I am a hater of Wikipedia haters. It drives me up the wall when my kids' history teachers ban them from using it. I use it all the time, even for topics I pretend to have mastered.
Horsing around with Wikipedia
I’m writing a book about international law in Cairo. One chapter is a study of a huge probate case (Antun Yusuf ‘Abd al-Messih) that began in 1885. As I was investigating the background of Antun’s debtors, I started reading about Ali Pasha Sherif, whose luxury lifestyle was funded by loans of up to £100,000. I remembered Ali Pasha as one of the slaveholding elites described in Eve Troutt Powell’s 2003 A Different Shade of Colonialism.
Computational methods are key to my work on this book. I’m trying (so far without great success) to describe the basic producers of the wealth that fueled litigation of the sort that I’m examining. To that end, I’m working to tie all my datasets into Wikidata, which is the leading linked data hub. Wikidata is fuelled in part by Wikipedia, and I was pleased to see that Ali Pasha has an entry.
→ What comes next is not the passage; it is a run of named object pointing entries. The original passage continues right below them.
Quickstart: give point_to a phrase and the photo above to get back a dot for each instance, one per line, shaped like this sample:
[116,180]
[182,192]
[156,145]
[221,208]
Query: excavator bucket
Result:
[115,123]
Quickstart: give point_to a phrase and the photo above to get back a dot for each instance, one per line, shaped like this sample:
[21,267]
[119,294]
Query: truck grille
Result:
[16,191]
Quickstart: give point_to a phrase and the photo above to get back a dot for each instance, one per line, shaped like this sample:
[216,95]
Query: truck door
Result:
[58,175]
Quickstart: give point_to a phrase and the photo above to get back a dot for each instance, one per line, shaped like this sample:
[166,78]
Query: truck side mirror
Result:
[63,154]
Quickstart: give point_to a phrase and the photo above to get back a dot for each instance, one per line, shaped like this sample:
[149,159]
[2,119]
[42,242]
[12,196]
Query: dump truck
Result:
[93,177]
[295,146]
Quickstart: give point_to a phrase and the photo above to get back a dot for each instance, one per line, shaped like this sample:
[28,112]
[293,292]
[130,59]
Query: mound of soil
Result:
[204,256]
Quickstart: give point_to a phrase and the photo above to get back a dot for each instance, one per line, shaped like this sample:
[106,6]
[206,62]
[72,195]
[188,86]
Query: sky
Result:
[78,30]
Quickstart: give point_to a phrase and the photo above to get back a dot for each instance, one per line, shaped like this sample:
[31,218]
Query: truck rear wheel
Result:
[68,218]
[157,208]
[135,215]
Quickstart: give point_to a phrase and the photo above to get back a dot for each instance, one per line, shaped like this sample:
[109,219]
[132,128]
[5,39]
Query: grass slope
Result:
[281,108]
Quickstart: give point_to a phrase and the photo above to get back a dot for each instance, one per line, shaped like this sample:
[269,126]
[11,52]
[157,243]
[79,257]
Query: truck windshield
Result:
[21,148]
Like many entries about Middle East topics, it’s quixotic. Its earliest iteration is a paraphrase of a page from an old AOL site by a California enthusiast of “Egyptian Arabian Sport Horses.” Not surprisingly, it has more to say about Ali’s horses than the man himself. But it said that he was Egypt’s foreign minister; of course I immediately thrilled to the idea of international legal precedent established by the personal debts of a colonized foreign secretary.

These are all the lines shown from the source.